Sur tes ruines j’irai dansant, extrait des premières lignes

Sur tes ruines j’irai dansant

Ferme ta gueule. Ferme ta gueule tia pas de bouche. Je te dirai de la fermer jusqu’à ce que les dents elles me tombent. Si y faut. Je m’en fous. Je te glapis de mes chicots. Va, va, ferme-la, les dents je les ai encore et le cul je te le mords. Mais toi ferme-moi ça, que tia plus rien dedans. Que tié plus rien. Tié ? Tié quoi ? Tia même plus de port, plus de voiles dedans et d’abord jamais tien as eu. C’est moi qui te le dis. Ferme tes voiles. Claque pas. Tié que du vent. Et moi je te lâche des pets.
Tu entends. Les pets je te les lâche. Je t’étouffe, je te consume, je te tréblinkase. Je te l’ai dit mille fois tié grosse, tié sale et puis tu sens mauvais. Tu l’as pas encore compris. Tu te prends pour ? Tu te prends, je te quitte. Je te cague. Je te merde. Je te défie, je te défie moi. Pour la cause que ma belle salope moi tu m’auras pas. Va te faire. Tié pas capable. Qui voudrait te mettre ? Un tas.
Un tas tié. Je monte sur tes collines et je te défie, et je te regarde et toi tu crois que j’existe pas, qui moi ? Moi j’existe pas ? Moi qui sera ta perte ! Pauvre grosse folle. Je t’escrache. Et en plus tu le sais. Tu te tournes la tête, tu me tournes la tête et pourtant, pourtant le coup y t’arrive, y t’arrive bronche pas. Allez laisse-toi faire, laisse-toi finir que tié plus rien qu’un gros tas de vase plein de vents et de soupirs et de poubelles et de fantômes et que toujours tu rugis.
Quoi ? Quoi ? Tu veux pas te laisser faire, tu crois que personne y te gagne à la bagarre ? Non mais ho ! C’est fini tout ça. Y suffit de t’affronter. Le bruit que tu vas faire quand tu vas tomber. Ho ma belle pourriture le bruit que tu vas faire, j’aurai pas assez de bras pour applaudir, pas assez d’oreilles pour t’entendre dégringoler et de Pampérigouste on en verra la fumée. Fume, tia perdu, tu fais ta grosse et ton monstre mais y suffit de t’affronter, de pas te craindre même que tu rugis, que tu couines et moi je te défie, je te cague, je te merde, je te pête mon acné à la gueule. Ecoute bien monstre marin tu est défiée. Je te défie. Samson Derrabe-Farigoule te défie. Tu vas voir le judo. Tia pas fini de souffrir, tia pas fini de morfler. Morfle !
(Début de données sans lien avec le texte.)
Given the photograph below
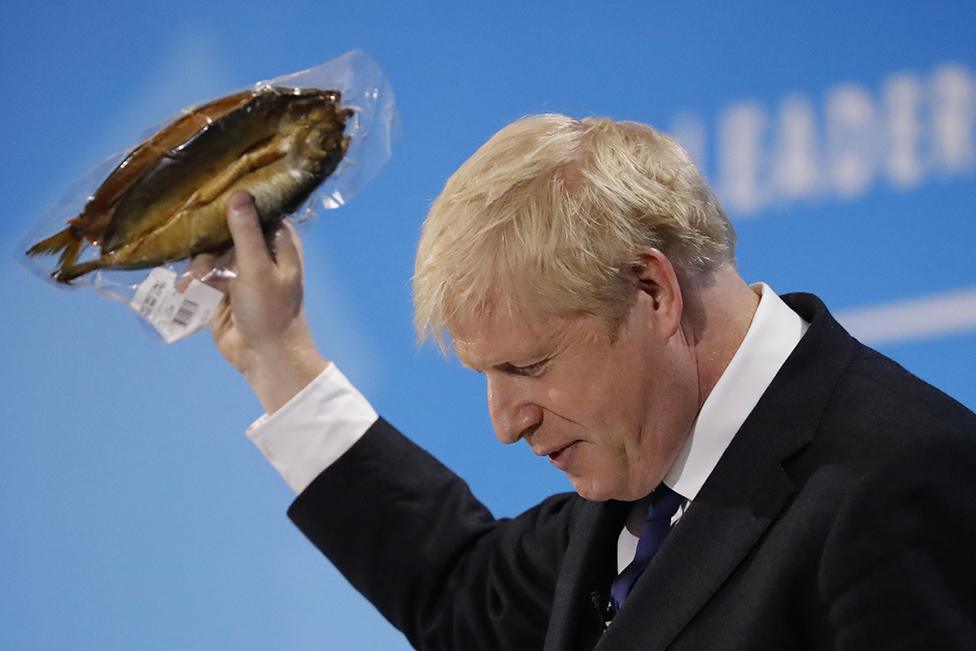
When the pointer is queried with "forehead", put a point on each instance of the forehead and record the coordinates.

Voilà qu’elle gémit, qu’elle s’étire la belle, qu’elle imite l’antique, qu’elle paraît Io, qu’elle mime la vache grasse et tous les Tranche-Montagnes de la création se laisseraient saisir, détourner, prendre à cet embellissement de son fond mauvais. Halte voyageur ne t’arrête pas, ne campe pas sur les ruines de la ville, ne rêve pas sur ses tumulus, la belle est carogne et jalouse et sous ses airs parfois empruntés cache sa faiblesse naturelle qui est sauvagerie de goule. Elle mangera ton cadavre pauvre errant, misérable passant qui passe et sucera tes os. Tu croyais ingénu d’autres latitudes t’arrêter cinq courtes minutes pour le cas échéant contempler ce magnifique coucher de soleil sur les Iles d’Or, ce rouge midi dont des déments pinceurs de lyre t’avaient décrit l’innéfable et irrésistible charme pour ne pas aller jusqu’à parler de beauté. Pauvre nomade tu n’erres plus, tes pieds se fixeront à sa tourbe qu’elle aura masquée en gazon, asphalte méridionale ou terreau de boulodrome. Tu seras pauvre innocent digéré ou détruit, car elle ne te laissera pas le choix, la fausse douce. Et tes hurlements feront ricaner et suer de plaisir un certain nombre d’êtres étranges ou immondes qui peuplent son obscurité. Tu mourras.
Je te le dis, te le prédis, te l’annonce, passant passe ou plutôt ne passe pas à moins que soudain ne surgisse le plus terrible des enfants que la ville eût porté jusque-là dans ses flancs, moi. Moi, Samson Derrabe-Farigoule, moi son ennemi juré, sa perte, son ange exterminateur, moi qui peux seul arrêter son venin et sa digestion innommable.

Et peut-être, nocher imprudent, me devras-tu ton salut.